Rising Prices, Shrinking Wallets: Inflation Hits Essentials

Rising Prices, Shrinking Wallets: Inflation Hits Essentials

Bhutan’s latest inflation data paints a picture of households under persistent, if moderate, pressure. According to a report released on January 30, 2026, the Consumer Price Index (CPI) shows that prices in December 2025 were 3.37% higher than a year earlier. While not alarming, the rise represents a meaningful shift in the cost of living — particularly because the largest increases occurred in essentials like food.
For the average consumer, a 3.37% rise is tangible. A basket of goods and services costing Nu 10,000 in December 2024 would cost about Nu 10,337 a year later. Across groceries, transport, clothing, and healthcare, such increases gradually tighten household budgets. December 2025 caps a year in which average inflation hovered around 3.5%, slightly higher than in 2024, reflecting a steady upward trend rather than a temporary spike.
A steady climb, not a shock
Bhutan’s national inflation rate climbed from 2.02% in December 2024 to 3.37% in December 2025. Economists would classify this as moderate — often associated with expanding demand and economic activity. Yet when price increases concentrate in necessities, households feel the strain more acutely. The CPI breakdown shows food and non-food categories moving unevenly. Food prices rose 4.36% year-on-year, outpacing the 2.7% increase in non-food items. Given that food accounts for roughly half of household spending, this imbalance magnifies inflation’s real-world impact. Families do not experience an abstract average — they feel it through the items they buy most often.

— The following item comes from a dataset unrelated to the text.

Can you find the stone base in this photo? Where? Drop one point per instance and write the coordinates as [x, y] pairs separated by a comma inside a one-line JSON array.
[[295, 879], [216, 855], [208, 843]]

Food inflation hits hardest
The report highlights a 4.35% rise in food and non-alcoholic beverage prices, with staples such as rice, vegetables, and meat becoming noticeably more expensive. Alcoholic beverages and betel nuts rose 4.5%. Several forces drive this trend: higher transportation costs ripple through supply chains, seasonal bottlenecks restrict supply, and resilient consumer demand pushes retail prices upward. For middle- and lower-income households, food inflation is regressive. A large portion of income goes to groceries, so even modest increases require trade-offs, forcing families to cut discretionary spending, delay purchases, or dip into savings. For wage earners whose income lags price growth, real purchasing power shrinks.
Non-food prices: mixed pressures
Non-food inflation is milder but significant. Clothing and footwear rose 5.01%, while restaurant and hotel prices increased 3.81%, reflecting higher operational expenses passed on to consumers. Healthcare costs rose 3.95%, particularly sensitive because medical spending is often unavoidable. Transport prices increased 2.39%, driven by fuel and service costs, although some monthly relief occurred. Communication services remained stable, with a slight decline offsetting broader pressures. Combined, these figures indicate a consumer environment where essentials and semi-essentials are steadily becoming more expensive. Over time, these moderate increases accumulate, especially for households with fixed or slowly growing incomes.
Month-to-month and regional dynamics
December prices rose 0.38% compared to November. Food led with a 0.76% increase, while non-food prices edged down 0.05%, largely due to modest transportation relief. Month-to-month fluctuations may seem small but affect household budgeting, particularly during high-spending periods like holidays. Inflation varies regionally. The capital recorded 2.75% year-on-year inflation, with food up 3.7%, suggesting urban supply efficiency moderates price growth. The central region experienced the highest rate at 4.15%, driven by a 6.19% spike in food prices, putting households under greater pressure. The eastern region saw 3.12% inflation, while the western region registered 3.64%, both food-led. These disparities underscore that inflation is a lived, local experience influenced by transportation, market access, and supply dynamics.
Erosion of purchasing power
The Ngultrum’s purchasing power has fallen to Nu 53.5 relative to December 2012, meaning Nu 100 today buys just over half of what it did 13 years ago. Over the past year alone, purchasing power declined by about 3.26%. Even when wages rise nominally, real terms matter: if income growth lags price growth, living standards stagnate or decline.
What it means for households
For the typical Bhutanese family, December inflation translates into tangible pressures. Essentials are rising faster than non-essentials, forcing grocery budget adjustments or substitution strategies. Discretionary spending is increasingly compressed, affecting dining, travel, and apparel purchases. Budgeting discipline becomes critical, as households that track spending, compare prices, and plan purchases are better positioned to navigate rising costs.
A manageable but watchful outlook
At 3.37%, inflation remains manageable and does not signal an overheating economy. Yet the concentration of price rises in food — the most essential category — warrants attention. Persistent food inflation could further pressure household finances and widen inequality. Policymakers may need to consider supply chain improvements, targeted subsidies, or market interventions to stabilize essential goods. For consumers, the message is not alarm but awareness. Inflation steadily reshapes purchasing power and spending priorities. December’s data confirms that while price growth is moderate, its persistence is what matters most to everyday households.